Oh my god, I have so many 'jumped out of the tank' and 'left them there stories'.

So my most recent:
1. Clearing the 32G
So I wanted to use my 32G for my turtle so I completely took out all the gravel and plants, threw them in a rubbermaid and the rubbermaid into the backyard. But before I threw it into my backyard, I realized that there was a pregnant CRS and a lot of red cherries in there. I put the pregnant CRS and all the red cherries I could find into a 5.5G. I check on my rubbermaid every few days, I see a colony of red cherries and some of them are berried.
2. Water Change
I was doing a water change with a siphon, caught a red cherry and tried to let it out. It got sucked up into the bucket and while I was reaching for a net to fish it out, it jumped out of the bucket and laid on the floor for about 5 minutes while I was trying to find it in the bucket.
3. Lucky the Lucky Shrimp
So I was moving my AC50 to another tank at the time of the upgrade, I see that there's a shrimp inside and let it out, I drop it on the floor behind my aquarium stand which is right next to the wall. Because my tank was filled to the top and moving it would spill it and would be a bother to do, I grabbed a long net and sort of poked it back to me.

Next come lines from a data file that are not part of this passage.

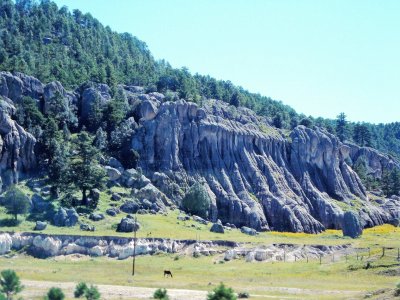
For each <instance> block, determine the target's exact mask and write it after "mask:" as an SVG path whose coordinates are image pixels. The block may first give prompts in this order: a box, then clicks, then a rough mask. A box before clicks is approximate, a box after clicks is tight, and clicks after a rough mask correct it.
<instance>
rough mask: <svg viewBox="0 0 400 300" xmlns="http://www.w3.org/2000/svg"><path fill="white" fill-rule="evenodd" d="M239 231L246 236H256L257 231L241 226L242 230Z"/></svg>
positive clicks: (241, 228)
mask: <svg viewBox="0 0 400 300" xmlns="http://www.w3.org/2000/svg"><path fill="white" fill-rule="evenodd" d="M240 231H241V232H242V233H244V234H247V235H257V230H255V229H253V228H249V227H247V226H242V228H240Z"/></svg>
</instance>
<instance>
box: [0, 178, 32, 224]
mask: <svg viewBox="0 0 400 300" xmlns="http://www.w3.org/2000/svg"><path fill="white" fill-rule="evenodd" d="M4 198H5V199H4V200H5V204H4V206H5V208H6V210H7V213H8V214H10V215H14V219H15V222H17V221H18V219H17V218H18V215H21V214H26V213H27V212H28V209H29V199H28V197H27V196H25V194H24V193H23V192H22V191H21V190H20V189H19V188H18V187H17V186H15V185H13V186H11V187H10V189H9V190H8V191H7V193H6V195H5V197H4Z"/></svg>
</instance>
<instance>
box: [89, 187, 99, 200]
mask: <svg viewBox="0 0 400 300" xmlns="http://www.w3.org/2000/svg"><path fill="white" fill-rule="evenodd" d="M90 198H92V200H94V201H96V202H98V201H99V199H100V190H99V189H92V190H91V191H90Z"/></svg>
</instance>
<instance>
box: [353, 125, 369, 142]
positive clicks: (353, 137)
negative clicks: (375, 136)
mask: <svg viewBox="0 0 400 300" xmlns="http://www.w3.org/2000/svg"><path fill="white" fill-rule="evenodd" d="M353 140H354V141H355V142H356V143H357V144H358V145H360V146H362V147H371V146H372V143H371V132H370V130H369V128H368V126H367V125H366V124H364V123H362V124H360V123H357V124H356V125H355V126H354V129H353Z"/></svg>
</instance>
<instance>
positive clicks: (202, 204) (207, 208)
mask: <svg viewBox="0 0 400 300" xmlns="http://www.w3.org/2000/svg"><path fill="white" fill-rule="evenodd" d="M210 205H211V199H210V196H209V195H208V193H207V191H206V189H205V188H204V186H203V185H202V184H201V183H199V182H197V183H195V184H194V185H192V186H191V187H190V189H189V191H188V192H187V193H186V195H185V197H184V198H183V200H182V206H183V208H184V209H185V210H187V211H188V212H189V213H191V214H195V215H198V216H200V217H203V218H207V217H208V211H209V208H210Z"/></svg>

4. Cycling with 20 Livebearer Feeders and a Hybrid Flowerhorn
I put 20 feeders into a 1G betta tank for some reason and then dumped them into the aquarium. I see a bunch of feeders in the aquarium and left. About 3 hours later, I grab the 1G betta tank to do something and see a single livebearer in about 3mL of water. Seriously, there was so little water that I don't think I could fill a water bottle cap.
5. Tobi the Houdini
I find my turtle crawling across my living room, who jumped out from almost 1m.


----------